BOLZANO. Resta su livelli modesti il clima di fiducia delle imprese altoatesine. Secondo l’indagine dell’Ire - Istituto di ricerca economica della Camera di commercio di Bolzano - solo sette imprese su dieci confidano di poter conseguire una redditività soddisfacente nel 2014. Per l’anno in corso l’Ire prevede inoltre una crescita nulla del prodotto interno lordo altoatesino. Il 2015 farà però segnare un incremento del Pil pari allo 0,6 per cento.

Le valutazioni degli operatori economici altoatesini relativamente al 2014 sono modeste: la quota di imprese con aspettative di redditività positive è pari al 70 pe rcento, in calo rispetto al 75 per cento della scorsa estate. In particolare, il 58,6% delle imprese indica una redditività “soddisfacente” e solo l’11,7 per cento “buona”. Tali dati sono in linea con quelli del 2013.

Molte imprese lamentano un andamento sfavorevole del fatturato. Ciò vale soprattutto per quanto riguarda il mercato nazionale, ma anche il mercato locale altoatesino non ha fatto registrare la ripresa sperata.
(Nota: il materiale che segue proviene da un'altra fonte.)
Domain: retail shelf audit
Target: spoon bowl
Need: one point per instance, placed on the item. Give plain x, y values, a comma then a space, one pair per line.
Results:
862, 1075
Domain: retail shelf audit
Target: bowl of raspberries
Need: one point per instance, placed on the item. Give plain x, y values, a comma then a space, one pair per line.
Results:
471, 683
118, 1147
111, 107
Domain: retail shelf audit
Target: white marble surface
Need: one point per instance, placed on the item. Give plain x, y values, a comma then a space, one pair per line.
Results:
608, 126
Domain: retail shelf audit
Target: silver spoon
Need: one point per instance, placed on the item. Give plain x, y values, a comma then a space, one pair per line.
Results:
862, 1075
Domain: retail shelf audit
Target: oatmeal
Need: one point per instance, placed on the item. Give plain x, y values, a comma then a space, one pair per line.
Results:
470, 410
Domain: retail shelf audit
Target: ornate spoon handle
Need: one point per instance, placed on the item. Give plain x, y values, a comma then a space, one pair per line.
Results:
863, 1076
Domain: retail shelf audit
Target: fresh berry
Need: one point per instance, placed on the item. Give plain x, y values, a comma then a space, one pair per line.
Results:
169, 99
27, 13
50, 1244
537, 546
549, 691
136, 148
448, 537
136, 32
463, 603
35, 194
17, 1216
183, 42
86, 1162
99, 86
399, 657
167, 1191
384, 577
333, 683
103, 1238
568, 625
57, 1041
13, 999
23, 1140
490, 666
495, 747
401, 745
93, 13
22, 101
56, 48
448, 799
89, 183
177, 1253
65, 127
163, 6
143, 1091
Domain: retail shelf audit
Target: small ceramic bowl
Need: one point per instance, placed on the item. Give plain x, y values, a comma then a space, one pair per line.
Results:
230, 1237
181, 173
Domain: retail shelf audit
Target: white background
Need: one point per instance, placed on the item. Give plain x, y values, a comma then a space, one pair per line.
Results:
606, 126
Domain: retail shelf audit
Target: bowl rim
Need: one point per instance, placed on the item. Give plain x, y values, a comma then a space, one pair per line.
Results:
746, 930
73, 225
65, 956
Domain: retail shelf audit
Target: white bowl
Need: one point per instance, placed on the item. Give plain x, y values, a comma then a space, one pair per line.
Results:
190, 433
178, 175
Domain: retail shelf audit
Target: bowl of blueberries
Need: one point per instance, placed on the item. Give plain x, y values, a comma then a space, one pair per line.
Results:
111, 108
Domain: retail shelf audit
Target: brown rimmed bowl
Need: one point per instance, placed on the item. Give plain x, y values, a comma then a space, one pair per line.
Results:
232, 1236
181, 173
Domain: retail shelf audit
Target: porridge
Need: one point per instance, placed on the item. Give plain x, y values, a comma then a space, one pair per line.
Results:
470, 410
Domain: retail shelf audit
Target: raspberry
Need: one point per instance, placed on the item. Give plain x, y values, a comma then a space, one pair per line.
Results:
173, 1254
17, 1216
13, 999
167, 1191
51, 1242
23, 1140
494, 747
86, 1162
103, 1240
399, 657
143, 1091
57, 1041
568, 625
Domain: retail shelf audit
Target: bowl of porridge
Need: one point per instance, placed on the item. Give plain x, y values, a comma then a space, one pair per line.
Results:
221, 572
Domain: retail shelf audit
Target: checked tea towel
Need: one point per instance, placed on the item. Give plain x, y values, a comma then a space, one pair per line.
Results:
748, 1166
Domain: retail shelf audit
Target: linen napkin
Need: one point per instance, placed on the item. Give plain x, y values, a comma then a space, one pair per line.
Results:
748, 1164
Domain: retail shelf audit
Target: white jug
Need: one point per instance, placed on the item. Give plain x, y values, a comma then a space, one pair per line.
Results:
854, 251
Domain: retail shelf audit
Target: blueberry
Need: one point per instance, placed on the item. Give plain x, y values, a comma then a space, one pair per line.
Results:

Solamente gli ordinativi dall’estero appaiono in crescita. Il livello degli investimenti resta basso e anche i prezzi alla clientela sono fermi, come testimoniato dalla ridotta inflazione.

Le previsioni indicano una crescita del Pil italiano dello 0,6 per cento nel 2015. A livello europeo la crescita sarà senz’altro maggiore, con i nostri principali partner commerciali, l’Austria e la Germania, che faranno registrare tassi di crescita superiori all’uno per cento. Anche le imprese altoatesine ritengono che il 2015 sarà un anno migliore. Ci si attende, infatti, una leggera crescita dei fatturati, grazie anche alla ripresa del mercato nazionale. Ciò dovrebbe permettere un moderato incremento dei prezzi di vendita. Nel breve periodo non si prevede, invece, un rilancio degli investimenti. L’occupazione dovrebbe rimanere stabile.

Complessivamente il 73 per cento delle imprese altoatesine conta di poter conseguire una redditività almeno soddisfacente nel 2015. Consistenti miglioramenti sono previsti per il comparto manifatturiero e per i servizi. La redditività dovrebbe crescere anche nel settore delle costruzioni, ma resterà comunque su livelli molto bassi. Si segnala inoltre un deciso peggioramento del clima di fiducia nell’agricoltura, dovuto soprattutto alla difficile situazione del mercato delle mele a livello europeo.

La ripresa in Alto Adige potrebbe però risentire di alcuni fattori negativi. L’economia europea appare tuttora fragile: inoltre in molti Paesi membri, e in particolare in Italia, l’attuazione delle necessarie riforme procede solo lentamente. Il presidente della Camera di commercio di Bolzano, Michl Ebner, sottolinea il ruolo fondamentale delle banche: «Il denaro che la Bce immette nel sistema bancario a condizioni vantaggiose deve effettivamente giungere alle imprese e non servire unicamente per migliorare i bilanci degli istituti di credito».